Ces résultats font écho à ceux d’une méta-analyse de 2021 publiée dans la revue Nutrients, qui observe un effet légèrement plus favorable des protéines animales sur la masse maigre, surtout chez les jeunes adultes.
« Si les protéines végétales sont suffisantes pour maintenir la masse musculaire chez les personnes peu actives, chez les sportifs, la situation est plus complexe », précise Raphaël Gruman. « Certains athlètes de haut niveau sont végétariens ou végétaliens, mais cela demande une bonne maîtrise de la nutrition. Il peut être plus difficile d’optimiser une forte croissance musculaire avec des protéines végétales seules. Dans ce contexte, un apport protéique adapté, éventuellement complété par des compléments alimentaires comme la créatine, peut être utile. »
Sont-elles aussi efficaces que les protéines animales ?
À apport protéique égal, les gains de muscle peuvent être comparables. Néanmoins, atteindre ces apports peut être plus contraignant avec des sources végétales : il faut souvent plus de quantité et on arrive vite à saturation. « Consommer des protéines végétales comme le quinoa ou les lentilles peut rapidement entraîner une sensation de satiété, en raison de leur richesse en fibres », confirme le diététicien-nutritionniste. C’est pourquoi certains sportifs végétariens ou végétaliens ont recours à des protéines en poudre végétales, plus concentrées, afin d’augmenter leurs apports sans accroître excessivement le volume alimentaire. À l’inverse, les protéines animales sont généralement plus denses en protéines et plus faciles à consommer en grande quantité.

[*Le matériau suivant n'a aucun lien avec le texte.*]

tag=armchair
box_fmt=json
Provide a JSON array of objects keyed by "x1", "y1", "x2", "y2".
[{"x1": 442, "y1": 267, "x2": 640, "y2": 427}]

Musculation : quelle est la protéine végétale la plus efficace ?
Pour maintenir sa masse musculaire, les protéines végétales suffisent largement, à condition d’en consommer en quantité suffisante et de varier les sources. « Tous les acides aminés essentiels ne sont pas toujours présents en quantité optimale dans une seule source végétale, c’est pourquoi il est intéressant de les associer au cours de la journée ou d’un repas : par exemple, lentilles-riz ou haricots rouges-riz. »
En revanche, lorsqu’il s’agit de développer sa masse musculaire, le soja constitue l’une des meilleures options. Il contient en effet l’ensemble des acides aminés essentiels dans des proportions favorables à la synthèse musculaire, avec une efficacité proche de celle des protéines animales. D’autres sources, comme les protéines de pois ou de riz, peuvent également soutenir la prise de muscle, dès lors qu’elles sont combinées pour offrir un profil complet.